Nel precedente giudizio gli erano stati inflitti rispettivamente 10 anni e 8 mesi e 8 anni e 8 mesi per mafia ed estorsione. Nel frattempo tornano a piede libero, seppure con alcune rigide prescrizioni.
La difesa
Gli avvocati Domenico La Blasca e Michele Giovinco per Rubino, Antonio Gargano e Raffaele Bonsignore per Ganci hanno fatto ricorso chiedendo la scarcerazione per decorrenza dei termini di fase (il tempo massimo entro il quale si deve chiudere una fase del giudizio). La Procura generale di Palermo si era opposta ritenendo che non fossero stati calcolati i periodi di sospensione.

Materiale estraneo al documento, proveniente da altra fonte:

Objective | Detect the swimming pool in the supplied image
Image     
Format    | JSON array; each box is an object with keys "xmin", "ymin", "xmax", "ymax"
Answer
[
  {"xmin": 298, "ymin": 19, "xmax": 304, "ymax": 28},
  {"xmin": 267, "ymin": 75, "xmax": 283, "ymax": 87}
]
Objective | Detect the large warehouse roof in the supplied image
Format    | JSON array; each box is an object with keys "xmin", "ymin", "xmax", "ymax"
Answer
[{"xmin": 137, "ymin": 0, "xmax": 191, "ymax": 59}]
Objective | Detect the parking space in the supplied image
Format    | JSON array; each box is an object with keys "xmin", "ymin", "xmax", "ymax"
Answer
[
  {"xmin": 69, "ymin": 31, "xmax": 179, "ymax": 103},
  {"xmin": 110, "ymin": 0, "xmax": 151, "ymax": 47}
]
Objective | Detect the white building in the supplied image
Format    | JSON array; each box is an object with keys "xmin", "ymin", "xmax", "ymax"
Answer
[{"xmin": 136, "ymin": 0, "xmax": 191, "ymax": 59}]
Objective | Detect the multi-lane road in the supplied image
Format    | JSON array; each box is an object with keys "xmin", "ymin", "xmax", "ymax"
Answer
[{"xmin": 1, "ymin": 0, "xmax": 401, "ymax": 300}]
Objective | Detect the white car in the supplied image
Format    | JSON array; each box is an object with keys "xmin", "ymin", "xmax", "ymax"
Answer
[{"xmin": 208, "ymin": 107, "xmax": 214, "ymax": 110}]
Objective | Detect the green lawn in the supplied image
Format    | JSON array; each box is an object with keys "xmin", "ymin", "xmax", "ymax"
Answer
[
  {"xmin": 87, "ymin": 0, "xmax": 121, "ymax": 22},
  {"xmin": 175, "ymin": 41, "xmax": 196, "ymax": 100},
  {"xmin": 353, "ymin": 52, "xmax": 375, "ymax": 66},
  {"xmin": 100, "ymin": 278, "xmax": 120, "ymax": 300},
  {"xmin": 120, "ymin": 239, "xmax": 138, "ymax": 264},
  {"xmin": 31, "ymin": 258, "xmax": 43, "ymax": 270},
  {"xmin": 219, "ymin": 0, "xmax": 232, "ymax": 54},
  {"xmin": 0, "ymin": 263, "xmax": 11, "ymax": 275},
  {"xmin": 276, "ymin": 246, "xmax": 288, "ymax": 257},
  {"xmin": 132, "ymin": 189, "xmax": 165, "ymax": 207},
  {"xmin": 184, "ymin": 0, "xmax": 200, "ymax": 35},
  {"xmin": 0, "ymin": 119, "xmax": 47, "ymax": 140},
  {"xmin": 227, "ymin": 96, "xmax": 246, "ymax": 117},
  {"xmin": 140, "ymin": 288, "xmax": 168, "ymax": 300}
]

La seconda sezione della Corte di appello ha dato ragione alla difese. Rubino e Ganci sono stati scarcerati, ma con il divieto di espatrio, l’obbligo di dimora a Villabate e Misilmeri e l’obbligo di presentazione alla polizia giudiziaria.
La vergogna per il banchetto non pagato
Rubino è consuocero di Colletti, il capomafia di Villabate che partecipò alla riunione della cupola, convocata in una palazzina a Baida nel 2018, e che poi decise di collaborare con la giustizia. Colletti ripeteva spesso che Rubino era l’ago della bilancia del suo potere.
A Colletti toccò ingoiare un boccone amaro. Le spese del ricevimento di nozze dei figli erano state divise a metà, solo che l’assegno di Rubino non era coperto.
Colletti subì l’affronto della telefonata del titolare del ristorante. Il boss si sentì umiliato: “…. un’altra vergogna… il primo assegno che gli ha fatto Michele… il primo… protestato… lui in poche parole di tutto questo matrimonio ha uscito solo cinque mila euro fino a ora non ha uscito manco una lira.. ci siamo?… stava facendo troppe cose sbagliate”.
La passione per la politica
Nel frattempo le microspie registravano tutto. Prima gli arresti, poi il pentimento di Colletti che svelò ai magistrati i retroscena della nuova cupola.
Ganci, assunto alla Gesip nei primi anni Duemila, è stato consigliere comunale a Misilmeri e di circoscrizione a Palermo (quartieri Oreto- Villagrazia-Falsomiele), dove tentò la corsa a Palazzo delle Aquile.